The Russian economy hasn’t collapsed and the world hasn’t galvanised behind the former colonial powers. In fact the non-Anglo-European powers pointedly refuse to blame Russia alone for the war (here and here). The UN Security Council is effectively paralysed. Much of the world blames Europe for the food and energy crises. Albanese’s keenness to associate with this endeavour is a mystery.

The Europeans will undoubtedly sign up to the new strategic concept as a symbol of alliance unity. Nevertheless, many members will have their fingers crossed behind their backs. Depending on geography and their economies, NATO members will vary in their ongoing capacity and willingness to continue raising defence spending and providing generous support to Ukraine.
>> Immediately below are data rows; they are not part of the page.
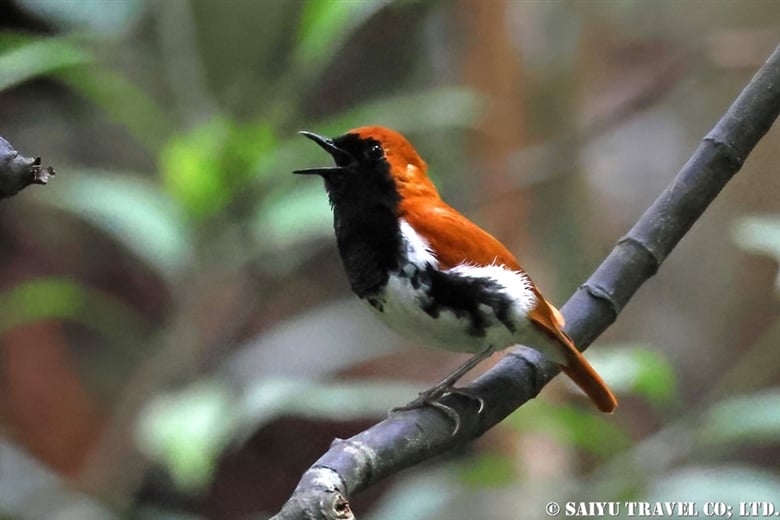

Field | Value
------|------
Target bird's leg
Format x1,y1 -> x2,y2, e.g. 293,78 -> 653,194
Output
390,345 -> 495,435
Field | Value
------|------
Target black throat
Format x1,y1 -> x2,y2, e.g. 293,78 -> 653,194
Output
325,150 -> 401,298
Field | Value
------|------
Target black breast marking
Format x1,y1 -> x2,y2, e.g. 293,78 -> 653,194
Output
419,266 -> 515,338
325,134 -> 402,300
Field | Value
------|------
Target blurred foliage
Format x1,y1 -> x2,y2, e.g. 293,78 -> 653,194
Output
732,215 -> 780,297
0,0 -> 780,520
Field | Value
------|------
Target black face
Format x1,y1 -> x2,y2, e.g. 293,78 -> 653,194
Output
293,131 -> 385,180
293,132 -> 401,298
293,132 -> 398,209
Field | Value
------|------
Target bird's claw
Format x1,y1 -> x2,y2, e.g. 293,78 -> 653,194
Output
390,384 -> 485,436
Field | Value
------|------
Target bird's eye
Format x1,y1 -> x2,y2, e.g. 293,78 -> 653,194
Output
366,144 -> 385,161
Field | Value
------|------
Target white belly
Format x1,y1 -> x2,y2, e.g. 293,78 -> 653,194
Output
370,265 -> 537,353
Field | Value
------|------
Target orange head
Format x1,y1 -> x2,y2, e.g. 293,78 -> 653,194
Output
294,126 -> 438,204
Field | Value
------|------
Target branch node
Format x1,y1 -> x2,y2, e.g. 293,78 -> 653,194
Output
702,134 -> 745,170
580,280 -> 620,323
617,234 -> 664,276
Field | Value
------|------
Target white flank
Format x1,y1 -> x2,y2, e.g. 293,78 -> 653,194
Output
449,264 -> 536,315
401,219 -> 439,269
372,220 -> 536,352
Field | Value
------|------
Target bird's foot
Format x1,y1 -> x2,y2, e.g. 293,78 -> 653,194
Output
390,381 -> 485,436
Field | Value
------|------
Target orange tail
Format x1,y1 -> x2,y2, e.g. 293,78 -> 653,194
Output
561,345 -> 617,413
528,298 -> 617,413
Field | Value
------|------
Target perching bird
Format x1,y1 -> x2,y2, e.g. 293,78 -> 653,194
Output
294,126 -> 617,430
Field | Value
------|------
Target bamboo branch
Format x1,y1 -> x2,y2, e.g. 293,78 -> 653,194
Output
273,47 -> 780,520
0,136 -> 55,199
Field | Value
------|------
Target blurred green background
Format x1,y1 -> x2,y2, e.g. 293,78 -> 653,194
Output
0,0 -> 780,520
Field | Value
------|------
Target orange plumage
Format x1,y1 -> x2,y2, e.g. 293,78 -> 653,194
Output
298,126 -> 617,412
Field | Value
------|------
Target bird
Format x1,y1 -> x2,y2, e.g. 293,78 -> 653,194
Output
293,126 -> 617,434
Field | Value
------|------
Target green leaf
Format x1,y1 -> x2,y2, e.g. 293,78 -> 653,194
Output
57,66 -> 173,151
0,37 -> 94,91
255,181 -> 333,249
700,389 -> 780,443
40,169 -> 194,281
732,215 -> 780,296
588,343 -> 677,405
135,381 -> 236,492
16,0 -> 145,37
160,118 -> 276,219
0,278 -> 144,340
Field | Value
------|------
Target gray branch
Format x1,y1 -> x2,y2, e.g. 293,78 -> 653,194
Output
0,136 -> 54,199
273,47 -> 780,520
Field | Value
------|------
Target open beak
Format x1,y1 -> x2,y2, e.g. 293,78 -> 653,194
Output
293,130 -> 352,175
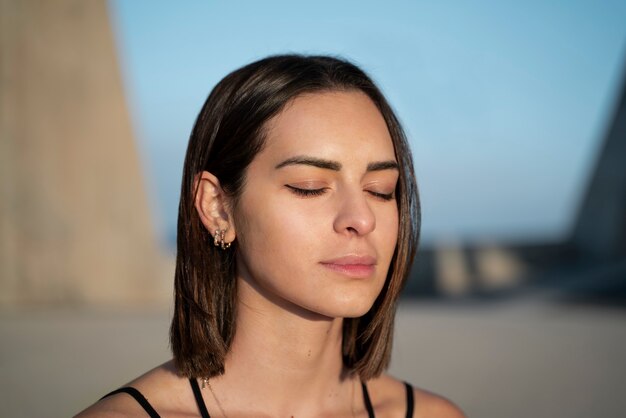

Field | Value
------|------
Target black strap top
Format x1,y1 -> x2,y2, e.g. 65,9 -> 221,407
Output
100,379 -> 414,418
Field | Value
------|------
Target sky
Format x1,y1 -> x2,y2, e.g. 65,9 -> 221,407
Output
109,0 -> 626,245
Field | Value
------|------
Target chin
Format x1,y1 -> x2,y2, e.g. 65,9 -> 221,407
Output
315,298 -> 374,318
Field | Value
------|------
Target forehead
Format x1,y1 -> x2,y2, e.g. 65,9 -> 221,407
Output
262,91 -> 395,161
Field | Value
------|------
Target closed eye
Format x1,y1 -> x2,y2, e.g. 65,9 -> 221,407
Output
285,184 -> 326,197
368,190 -> 394,201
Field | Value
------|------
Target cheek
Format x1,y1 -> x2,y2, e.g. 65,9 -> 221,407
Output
236,196 -> 320,267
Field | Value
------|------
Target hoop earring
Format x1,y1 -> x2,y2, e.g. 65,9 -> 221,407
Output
213,228 -> 231,250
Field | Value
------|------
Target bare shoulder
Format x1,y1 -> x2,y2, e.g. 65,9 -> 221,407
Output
75,361 -> 187,418
368,374 -> 465,418
413,388 -> 465,418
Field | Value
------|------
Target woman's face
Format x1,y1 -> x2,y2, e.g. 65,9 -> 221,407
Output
234,91 -> 398,317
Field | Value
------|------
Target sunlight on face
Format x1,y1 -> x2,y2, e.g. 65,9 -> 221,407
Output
235,91 -> 398,318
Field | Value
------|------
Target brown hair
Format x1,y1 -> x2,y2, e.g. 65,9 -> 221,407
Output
170,55 -> 420,380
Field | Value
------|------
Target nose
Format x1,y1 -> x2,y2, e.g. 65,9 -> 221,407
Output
333,190 -> 376,235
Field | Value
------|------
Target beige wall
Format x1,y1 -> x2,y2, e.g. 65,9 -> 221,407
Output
0,0 -> 172,307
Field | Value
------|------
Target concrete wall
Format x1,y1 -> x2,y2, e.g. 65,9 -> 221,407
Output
0,0 -> 172,307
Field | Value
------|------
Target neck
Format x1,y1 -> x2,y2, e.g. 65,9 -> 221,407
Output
211,278 -> 354,416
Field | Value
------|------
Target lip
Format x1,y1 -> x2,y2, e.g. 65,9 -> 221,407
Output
320,255 -> 376,278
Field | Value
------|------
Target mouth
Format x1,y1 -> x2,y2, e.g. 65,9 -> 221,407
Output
320,255 -> 376,278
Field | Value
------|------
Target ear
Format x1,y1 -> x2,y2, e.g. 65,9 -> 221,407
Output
194,171 -> 236,242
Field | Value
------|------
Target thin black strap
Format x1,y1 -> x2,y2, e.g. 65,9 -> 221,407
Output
361,382 -> 376,418
404,382 -> 415,418
100,386 -> 161,418
189,377 -> 211,418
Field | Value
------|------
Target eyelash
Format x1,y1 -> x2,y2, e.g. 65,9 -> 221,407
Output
286,184 -> 394,201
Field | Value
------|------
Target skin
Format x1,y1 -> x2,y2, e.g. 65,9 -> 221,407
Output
79,92 -> 463,418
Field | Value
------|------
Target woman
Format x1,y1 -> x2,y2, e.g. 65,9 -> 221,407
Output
79,55 -> 462,418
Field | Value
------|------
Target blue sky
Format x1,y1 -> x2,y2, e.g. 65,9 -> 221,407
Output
109,0 -> 626,247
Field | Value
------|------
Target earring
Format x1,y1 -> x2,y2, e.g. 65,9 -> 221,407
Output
213,228 -> 230,250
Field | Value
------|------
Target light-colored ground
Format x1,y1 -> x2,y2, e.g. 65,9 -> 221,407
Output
0,301 -> 626,418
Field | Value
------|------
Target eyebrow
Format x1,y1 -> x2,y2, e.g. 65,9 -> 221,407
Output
274,155 -> 399,172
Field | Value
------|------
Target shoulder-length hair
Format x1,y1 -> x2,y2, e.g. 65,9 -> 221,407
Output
170,55 -> 420,380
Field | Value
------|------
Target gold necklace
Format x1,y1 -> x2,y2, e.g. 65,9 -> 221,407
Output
202,377 -> 228,418
202,377 -> 356,418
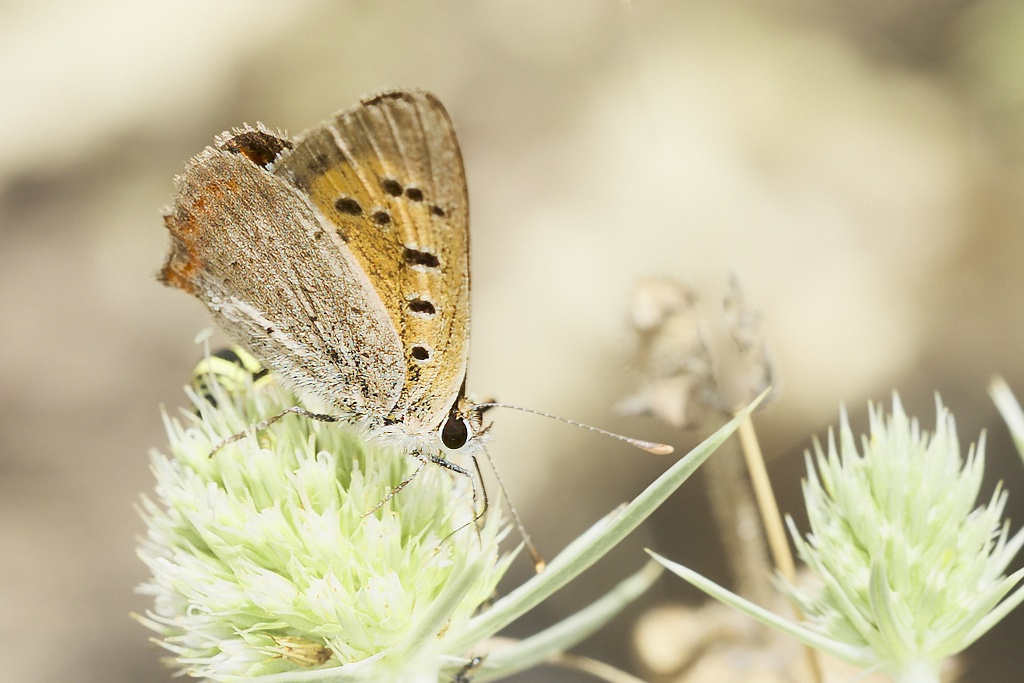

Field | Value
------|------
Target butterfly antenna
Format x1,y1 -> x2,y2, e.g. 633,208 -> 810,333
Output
473,449 -> 548,573
474,402 -> 675,456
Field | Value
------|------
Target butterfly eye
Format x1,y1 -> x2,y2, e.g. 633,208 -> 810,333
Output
441,415 -> 469,451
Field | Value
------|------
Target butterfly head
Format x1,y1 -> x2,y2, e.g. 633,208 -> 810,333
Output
437,395 -> 487,453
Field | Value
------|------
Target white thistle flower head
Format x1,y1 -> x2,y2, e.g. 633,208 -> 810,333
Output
138,360 -> 510,681
788,394 -> 1024,681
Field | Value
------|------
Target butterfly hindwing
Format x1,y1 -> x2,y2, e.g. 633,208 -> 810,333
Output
161,140 -> 404,416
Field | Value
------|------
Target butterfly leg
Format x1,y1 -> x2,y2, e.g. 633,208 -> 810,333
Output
362,452 -> 472,517
210,405 -> 346,458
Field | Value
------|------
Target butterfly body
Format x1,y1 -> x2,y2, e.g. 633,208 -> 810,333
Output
161,91 -> 478,453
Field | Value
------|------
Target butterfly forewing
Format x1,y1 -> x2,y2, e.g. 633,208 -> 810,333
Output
274,91 -> 469,432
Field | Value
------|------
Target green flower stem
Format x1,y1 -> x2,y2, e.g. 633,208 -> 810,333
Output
444,392 -> 767,650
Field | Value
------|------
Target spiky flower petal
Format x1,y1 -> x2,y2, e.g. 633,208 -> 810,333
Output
790,395 -> 1024,680
139,376 -> 508,681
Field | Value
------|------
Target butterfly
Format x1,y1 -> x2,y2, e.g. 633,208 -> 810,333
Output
160,90 -> 483,471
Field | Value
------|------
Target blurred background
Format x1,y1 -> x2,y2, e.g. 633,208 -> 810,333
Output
0,0 -> 1024,682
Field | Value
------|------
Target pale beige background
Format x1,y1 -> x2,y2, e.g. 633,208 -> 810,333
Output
0,0 -> 1024,682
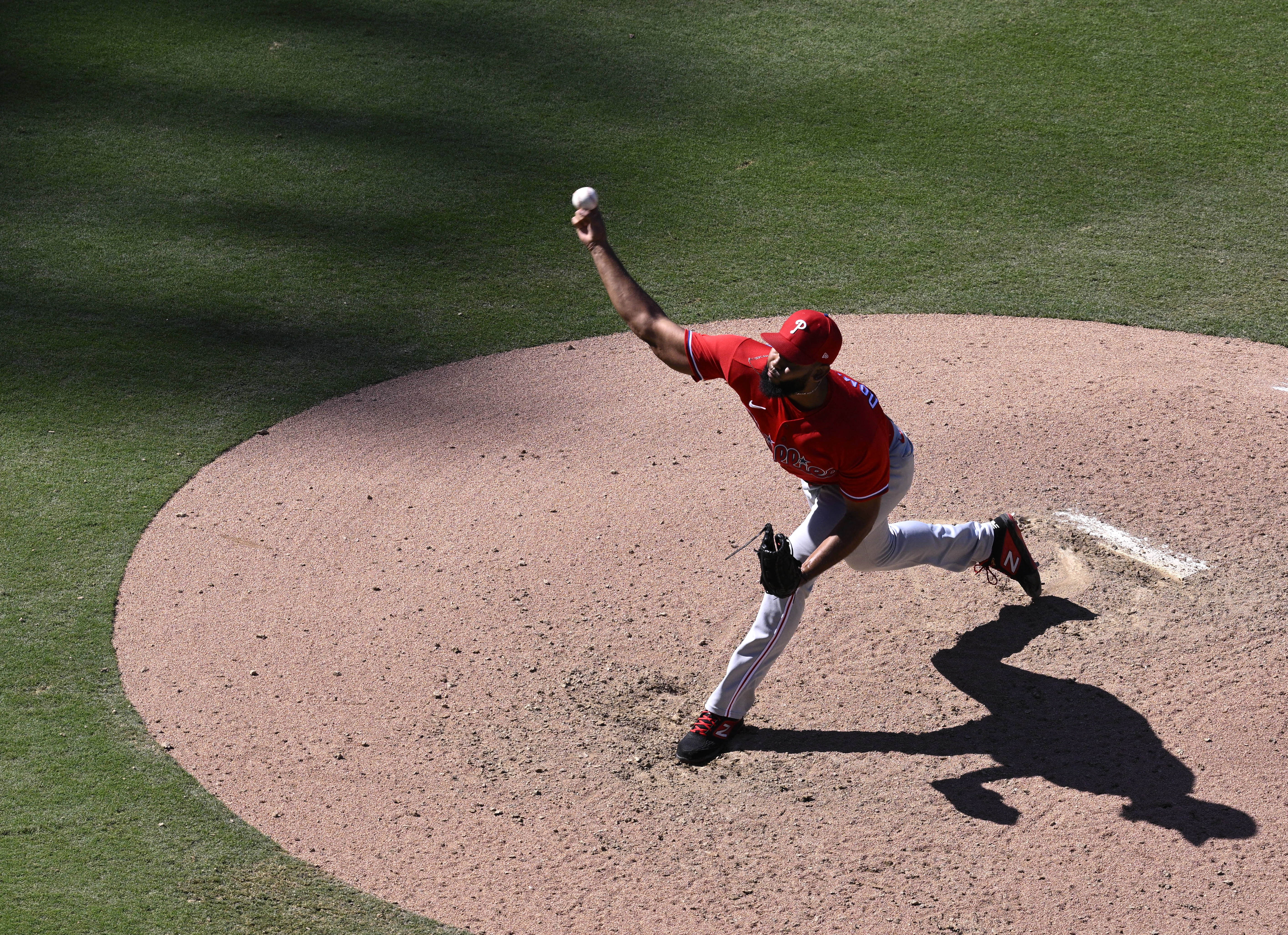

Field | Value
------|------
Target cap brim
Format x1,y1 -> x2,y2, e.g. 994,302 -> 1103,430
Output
760,331 -> 813,367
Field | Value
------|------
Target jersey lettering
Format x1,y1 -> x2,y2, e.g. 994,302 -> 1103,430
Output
686,335 -> 894,500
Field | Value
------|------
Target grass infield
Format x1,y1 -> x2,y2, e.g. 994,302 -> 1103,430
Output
0,0 -> 1288,935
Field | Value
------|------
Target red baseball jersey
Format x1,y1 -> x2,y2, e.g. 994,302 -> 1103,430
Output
684,331 -> 894,500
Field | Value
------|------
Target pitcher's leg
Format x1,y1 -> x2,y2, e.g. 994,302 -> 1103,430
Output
850,520 -> 997,572
706,487 -> 845,719
706,582 -> 814,720
845,439 -> 996,572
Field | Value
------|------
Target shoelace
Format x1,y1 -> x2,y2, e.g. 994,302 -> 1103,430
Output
975,561 -> 1002,585
689,711 -> 725,737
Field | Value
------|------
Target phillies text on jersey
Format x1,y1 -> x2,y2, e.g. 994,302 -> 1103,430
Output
684,331 -> 894,500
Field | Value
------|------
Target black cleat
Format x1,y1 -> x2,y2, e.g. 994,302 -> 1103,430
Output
675,711 -> 742,766
975,513 -> 1042,599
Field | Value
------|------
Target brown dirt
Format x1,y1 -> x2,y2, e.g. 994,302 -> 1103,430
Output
116,316 -> 1288,935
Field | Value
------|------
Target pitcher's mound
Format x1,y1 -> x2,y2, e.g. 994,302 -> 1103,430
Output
116,316 -> 1288,935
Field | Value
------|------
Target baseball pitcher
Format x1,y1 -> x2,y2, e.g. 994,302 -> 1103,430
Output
572,201 -> 1042,765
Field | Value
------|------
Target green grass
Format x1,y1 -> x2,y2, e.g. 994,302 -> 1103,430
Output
0,0 -> 1288,934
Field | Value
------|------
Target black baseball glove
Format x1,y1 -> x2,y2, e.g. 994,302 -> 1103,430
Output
756,523 -> 802,598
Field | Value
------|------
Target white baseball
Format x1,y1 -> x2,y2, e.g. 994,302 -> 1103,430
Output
572,185 -> 599,211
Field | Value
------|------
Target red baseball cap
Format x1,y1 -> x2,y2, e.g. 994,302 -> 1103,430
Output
760,308 -> 841,367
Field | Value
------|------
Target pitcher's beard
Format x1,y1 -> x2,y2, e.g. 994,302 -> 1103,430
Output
760,363 -> 809,399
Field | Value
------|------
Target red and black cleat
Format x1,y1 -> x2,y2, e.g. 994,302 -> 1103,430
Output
975,513 -> 1042,599
675,711 -> 742,766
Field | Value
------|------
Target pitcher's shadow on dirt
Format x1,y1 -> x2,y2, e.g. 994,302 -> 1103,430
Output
737,598 -> 1257,845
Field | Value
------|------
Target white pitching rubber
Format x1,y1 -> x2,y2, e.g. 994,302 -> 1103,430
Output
1055,510 -> 1207,581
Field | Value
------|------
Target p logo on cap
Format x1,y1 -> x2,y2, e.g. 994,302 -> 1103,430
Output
760,308 -> 841,367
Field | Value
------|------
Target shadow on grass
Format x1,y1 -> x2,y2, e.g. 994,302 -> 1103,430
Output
739,598 -> 1257,845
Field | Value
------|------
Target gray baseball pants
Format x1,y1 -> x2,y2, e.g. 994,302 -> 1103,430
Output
706,428 -> 994,717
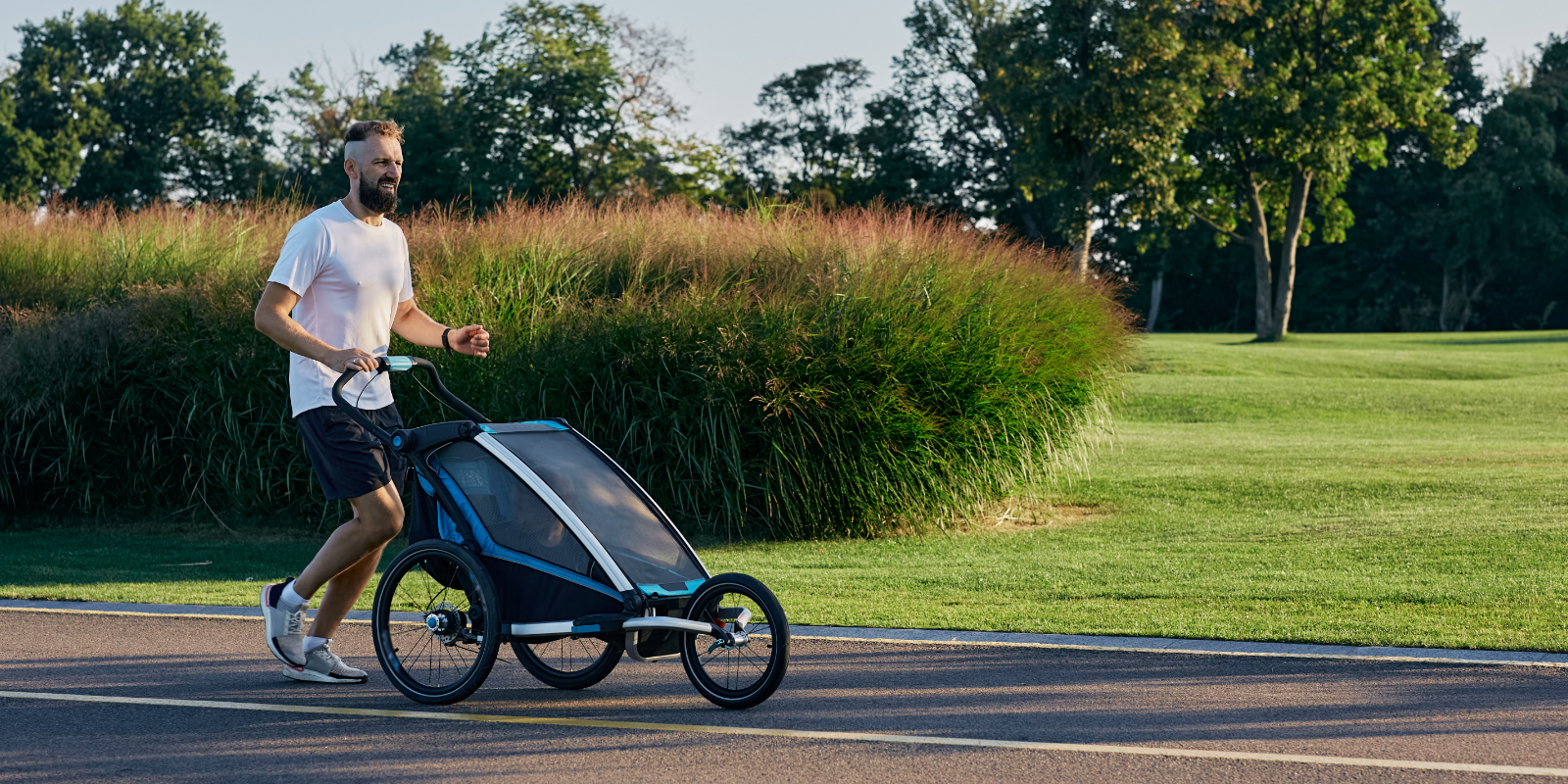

A long war and an extended economic downturn fuelled by inflation are sure to clash with good intentions at some point. Driven by the US’s obsessive desire to weaken Russia, the NATO members seem determined pursue the war until the Ukrainians are spent and the European economies exhausted.

But what has this to do with Australia’s defence? Despite the contemporary rhetoric, the security of the democracies is not indivisible. In the end each nation will look to its own interests, and should limit and shape its involvement with alliances, partners, and neighbours on the contribution that these make to the security of the citizens for which it is responsible.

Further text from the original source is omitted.